A 3ª edição tem caráter competitivo. São 12 equipes que somam quase 50 pessoas. Todos focados em dar espetáculo e vencer. A disputa tem um balão chamado de raposa, que decola primeiro e, cinco minutos depois, os outros vão em sua busca. Quando pousa, o competidor arremessa um “x” gigante no local, para marcar ponto.  

Competidor de Bento

Eduardo Valduga

Pela primeira vez, a cidade que recebe o festival e milhares de turistas, tem um competidor residente em Bento. O empresário Eduardo Valduga investiu alto para realizar seu sonho e ter seu próprio balão. Para ele, a prática do balonismo carrega muitos sentimentos, indo além do competir. 

— Ter um balão é um sonho, desejo e inspiração. Ser o primeiro bento-gonçalvense a participar de uma competição e estar no festival, torna esse momento ainda mais prazeroso. É muito significativo poder contribuir para o avanço do evento e todo o contexto da cidade se beneficia em termos de turismo. As pessoas vêm para cá para o festival, verem os balões e aproveitam para conhecer os nossos cenários e encantos. Lá do alto, eu quero é curtir cada minuto — descreve.  

Um equipamento de qualidade e que já está sendo fabricado no Brasil, custa entre R$250 e R$300 mil. Segundo Valduga, o investimento válido e também serve como um poderoso promotor de marcas.  

— O envelope que é o mais bonito de tudo em um balão. Isso é uma das maiores promoções de marca e que chama muito a atenção do público. As pessoas acompanham o viajar do balão e ali está uma marca sendo exposta, chamando a atenção — frisa.  

Quem participa pelo menos uma vez, acaba se tornando presença confirmada. Caso de Sérgio Jung, de Venâncio Aires, que esteve nas três edições do evento. Experiente piloto, ele descreve de maneira simples o sentimento de estar no comando de um balão.

Sergio Jung

— A adrenalina é enorme, cada voo é diferente, pois a gente não sabe aonde vamos pousar. Isso torna cada momento especial e de difícil explicação.

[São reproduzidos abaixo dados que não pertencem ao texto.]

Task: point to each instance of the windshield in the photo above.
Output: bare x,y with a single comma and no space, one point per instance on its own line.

É especial estar no céu andando de balão. Eu como piloto, confio tanto no balão quanto no meu carro — explica.

Não há mais ingresso para passear de balão

Além da competição, os balões também são utilizados pelos visitantes. Para isso, foi preciso reservar e adquirir o passeio antes mesmo de o evento iniciar. Vale ressaltar que os visitantes que não conseguem ter essa diferente experiência, estão liberados para acompanhar na Fundaparque as decolagens e também os shows noturnos, com luzes e efeitos especiais nos balões.  

O clima de encantamento não se restringe apenas a quem está andando ou acompanha na Fundaparque. Nas sacadas, escolas, universidades, nas ruas e em todos os lugares, as pessoas acompanham o sobrevoo dos balões. Todos aproveitam para tirar fotos do céu recheado de cores.  Durante os voos, por causa das correntes de ar, os balões acabam se deslocando para as comunidades do interior de Bento.

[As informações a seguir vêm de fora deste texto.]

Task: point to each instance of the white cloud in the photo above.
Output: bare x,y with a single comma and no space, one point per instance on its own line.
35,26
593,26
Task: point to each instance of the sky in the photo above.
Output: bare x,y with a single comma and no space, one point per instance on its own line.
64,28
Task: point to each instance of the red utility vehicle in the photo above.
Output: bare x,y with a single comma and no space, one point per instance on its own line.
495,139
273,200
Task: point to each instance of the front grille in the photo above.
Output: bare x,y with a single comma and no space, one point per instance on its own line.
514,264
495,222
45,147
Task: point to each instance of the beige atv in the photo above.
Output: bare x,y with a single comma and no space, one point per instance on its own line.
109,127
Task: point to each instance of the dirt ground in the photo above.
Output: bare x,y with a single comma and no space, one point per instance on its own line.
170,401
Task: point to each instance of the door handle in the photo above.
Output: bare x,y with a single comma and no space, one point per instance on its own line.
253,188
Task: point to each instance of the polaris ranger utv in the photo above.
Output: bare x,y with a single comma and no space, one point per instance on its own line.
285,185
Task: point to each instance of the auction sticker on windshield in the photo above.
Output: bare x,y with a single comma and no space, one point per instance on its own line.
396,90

Evento é aberto ao público 

Apesar de ser um evento aberto, há protocolos a serem seguidos pelos visitantes. O secretário de turismo de Bento Gonçalves, Rodrigo Ferri Parisotto, ressalta a preocupação com a segurança sanitária.  

— É sempre um privilégio realizar esse evento. Sabemos que há uma tendência de as pessoas buscarem lugares abertos para se divertirem. E aqui temos isso, o parque está liberado para quatro mil visitantes, há círculos delimitando o espaço para respeitar o distanciamento. E quem vier terá toda uma estrutura diversificada a sua disposição — explica.   

A entrada é gratuita, com apresentação do comprovante de vacinação (primeira dose), ou teste antígeno negativo realizado até 48h antes de ingressar no parque.